Huffington Post reports today that McCain's staff member Deal Hudson is preparing to make a major issue about abortion, aka "infantacide," in the campaign. No surprise here. Abortion has been used as a club by the Republicans for a couple of decades.
But the surprising thing is that Americans aren't there. They reject the two polar views--the all or nothing approach.
ABC News reported in January that Americans were widely split on the issue.
Forty-one percent say the government and the courts should not alter the current availability of abortions, and an additional 15 percent say they should be easier to get; that leaves the 42 percent, cited above, who want abortions made harder to obtain.
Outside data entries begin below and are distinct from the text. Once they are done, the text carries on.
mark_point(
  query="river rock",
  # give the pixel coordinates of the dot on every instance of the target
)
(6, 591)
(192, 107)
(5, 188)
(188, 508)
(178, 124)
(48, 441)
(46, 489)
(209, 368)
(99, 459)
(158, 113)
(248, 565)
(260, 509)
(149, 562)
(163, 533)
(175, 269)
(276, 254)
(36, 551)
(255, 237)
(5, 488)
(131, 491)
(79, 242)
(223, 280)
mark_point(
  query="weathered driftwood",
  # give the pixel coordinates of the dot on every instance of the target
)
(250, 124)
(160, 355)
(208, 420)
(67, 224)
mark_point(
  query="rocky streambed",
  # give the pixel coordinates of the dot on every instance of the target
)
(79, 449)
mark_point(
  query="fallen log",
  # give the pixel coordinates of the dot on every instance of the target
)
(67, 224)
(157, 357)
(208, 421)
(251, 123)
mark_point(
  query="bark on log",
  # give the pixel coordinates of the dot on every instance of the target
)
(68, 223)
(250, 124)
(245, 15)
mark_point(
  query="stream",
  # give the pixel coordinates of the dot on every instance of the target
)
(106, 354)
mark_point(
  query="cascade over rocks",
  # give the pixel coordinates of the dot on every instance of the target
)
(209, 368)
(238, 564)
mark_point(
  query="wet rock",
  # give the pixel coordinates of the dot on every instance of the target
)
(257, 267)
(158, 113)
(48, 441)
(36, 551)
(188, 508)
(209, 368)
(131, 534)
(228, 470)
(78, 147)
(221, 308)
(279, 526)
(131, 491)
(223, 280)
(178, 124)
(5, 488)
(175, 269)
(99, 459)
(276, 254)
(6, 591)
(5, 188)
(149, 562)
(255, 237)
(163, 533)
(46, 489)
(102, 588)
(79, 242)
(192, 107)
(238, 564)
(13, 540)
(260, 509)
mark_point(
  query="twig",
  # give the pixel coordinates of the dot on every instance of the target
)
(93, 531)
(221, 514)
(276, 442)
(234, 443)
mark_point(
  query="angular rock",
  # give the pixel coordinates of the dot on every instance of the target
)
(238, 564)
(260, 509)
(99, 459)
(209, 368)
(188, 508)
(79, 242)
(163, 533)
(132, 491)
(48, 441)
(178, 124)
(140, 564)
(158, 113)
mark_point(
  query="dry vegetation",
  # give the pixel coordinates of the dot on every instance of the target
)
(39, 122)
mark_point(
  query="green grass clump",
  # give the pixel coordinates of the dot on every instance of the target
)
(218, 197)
There's a single view that almost all Americans would support--a view that would totally diffuse McCain's hired gun. At the risk of being accused of a little chutzpah, I'd suggest Obama adopt a position that is almost identical to Bill Clinton's. It runs something like this:
In my presidency, I will reduce abortions. I will do it not by putting doctors and nurses in jail, punishing women or endorsing violence. I won't violate the medical privacy of our citizens, because that's a very dangerous and unconstitutional precident. I'll do it with education, great health care and economic security for mothers and babies.
The one position I've been able to get almost universal agreement on from both Republican and Progressive friends is privacy. That tone rings true with Liberarians, northern Michigan survivalists, Progressives and Republican fundamentalists. History may show that the Shaivo fiasco was the greatest overstep of the Century in terms of discouraging lock-step voting by true conservatives. (Ask Barr.)
So it would be a very positive move if those who want a revolution in four months began today talking "medical privacy" at the water cooler or the coffee shop.